Quand le rêve se trompe !

Faisait-il froid mi-janvier soixante-dix ? Elle n’en a pas souvenir.

Après une nuit agitée, elle était partie travailler à vélo. Mais, ce matin-là sur la route, son esprit n’était pas tranquille ! – Sa mère était décédée dans son rêve. – A l’usine, jamais matinée n’avait été aussi longue, trop longue, interminable ! Après son rêve et un mauvais pressentiment, elle avait besoin de se sentir rassurée. Encline aux rêves prémonitoires, elle espérait ne pas avoir à rajouter celui-là à sa liste.

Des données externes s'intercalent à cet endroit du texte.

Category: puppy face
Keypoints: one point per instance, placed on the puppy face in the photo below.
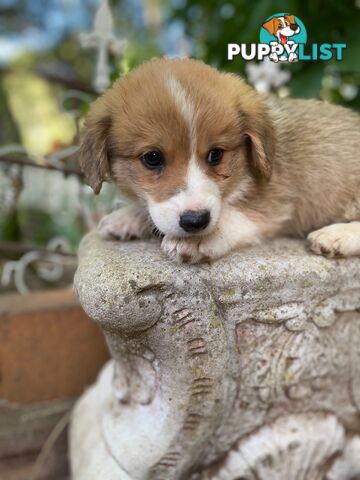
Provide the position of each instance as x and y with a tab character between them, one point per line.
181	138
282	27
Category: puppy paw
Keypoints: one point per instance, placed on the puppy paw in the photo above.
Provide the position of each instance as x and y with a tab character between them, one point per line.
338	240
125	224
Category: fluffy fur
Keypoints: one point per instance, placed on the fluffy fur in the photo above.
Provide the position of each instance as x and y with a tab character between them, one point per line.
289	167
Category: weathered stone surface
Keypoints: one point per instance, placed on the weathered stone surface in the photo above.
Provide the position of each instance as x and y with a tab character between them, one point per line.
219	369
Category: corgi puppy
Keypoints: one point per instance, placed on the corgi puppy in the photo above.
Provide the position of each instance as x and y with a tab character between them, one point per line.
282	28
214	166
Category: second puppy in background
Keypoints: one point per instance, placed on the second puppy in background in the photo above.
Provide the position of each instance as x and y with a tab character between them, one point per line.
215	166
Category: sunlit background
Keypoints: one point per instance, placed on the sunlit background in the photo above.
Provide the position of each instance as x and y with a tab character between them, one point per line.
48	75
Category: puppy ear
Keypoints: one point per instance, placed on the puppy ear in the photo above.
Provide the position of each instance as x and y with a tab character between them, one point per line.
94	148
260	143
270	25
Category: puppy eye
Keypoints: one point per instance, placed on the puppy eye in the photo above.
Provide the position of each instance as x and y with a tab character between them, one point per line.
214	156
153	160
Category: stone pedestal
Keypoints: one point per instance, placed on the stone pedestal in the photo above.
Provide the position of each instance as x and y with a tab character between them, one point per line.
248	368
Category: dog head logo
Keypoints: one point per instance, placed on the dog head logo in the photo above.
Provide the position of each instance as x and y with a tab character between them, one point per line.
283	32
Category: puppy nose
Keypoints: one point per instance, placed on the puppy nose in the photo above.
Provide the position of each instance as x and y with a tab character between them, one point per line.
192	221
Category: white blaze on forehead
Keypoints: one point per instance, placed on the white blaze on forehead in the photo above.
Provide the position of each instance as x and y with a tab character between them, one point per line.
200	192
185	106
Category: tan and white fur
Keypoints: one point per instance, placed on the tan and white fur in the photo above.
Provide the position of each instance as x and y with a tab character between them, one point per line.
288	167
283	28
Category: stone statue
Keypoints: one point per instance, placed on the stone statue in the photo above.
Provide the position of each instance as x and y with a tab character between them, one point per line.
247	368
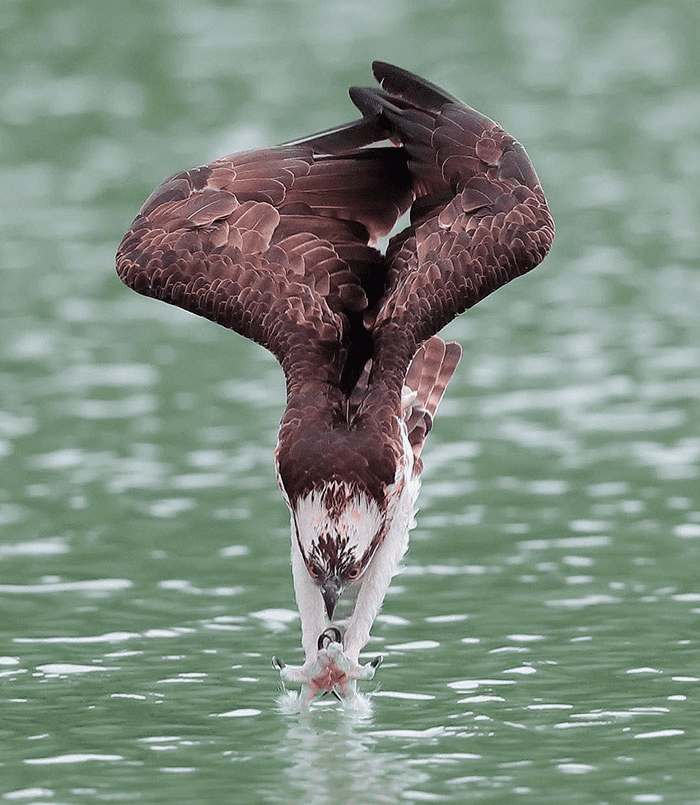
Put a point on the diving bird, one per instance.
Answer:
(279, 244)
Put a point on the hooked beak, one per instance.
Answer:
(331, 590)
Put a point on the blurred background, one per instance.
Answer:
(542, 642)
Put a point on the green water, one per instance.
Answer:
(542, 643)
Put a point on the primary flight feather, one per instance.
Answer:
(278, 244)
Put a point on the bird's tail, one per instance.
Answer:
(427, 378)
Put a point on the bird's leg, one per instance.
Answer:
(331, 670)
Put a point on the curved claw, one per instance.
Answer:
(331, 634)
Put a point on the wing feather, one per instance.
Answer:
(274, 243)
(480, 218)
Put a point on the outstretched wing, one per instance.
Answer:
(274, 243)
(480, 217)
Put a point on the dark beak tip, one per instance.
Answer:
(331, 594)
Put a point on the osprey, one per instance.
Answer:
(278, 244)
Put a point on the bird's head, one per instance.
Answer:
(337, 530)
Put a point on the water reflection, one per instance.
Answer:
(330, 758)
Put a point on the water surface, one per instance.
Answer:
(541, 642)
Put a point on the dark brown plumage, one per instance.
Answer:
(274, 244)
(278, 245)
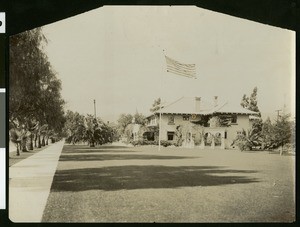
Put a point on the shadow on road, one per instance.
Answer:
(144, 177)
(107, 157)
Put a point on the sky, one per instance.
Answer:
(115, 55)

En embauchant à huit heures, elle était déjà certaine de ne pas pouvoir tenir jusqu’à la débauche à dix-sept heures ! Les téléphones portables n’existaient pas à l’époque, ni même les fixes chez les particuliers. Pour avoir des nouvelles de sa mère partie travailler aux aurores, elle allait devoir rentrer à l’heure du repas. Dès que l’alarme avait retenti dans l’atelier à midi tapant, elle s’était précipitée sur son manteau avant d’enfourcher son vélo dans la cour de l’usine.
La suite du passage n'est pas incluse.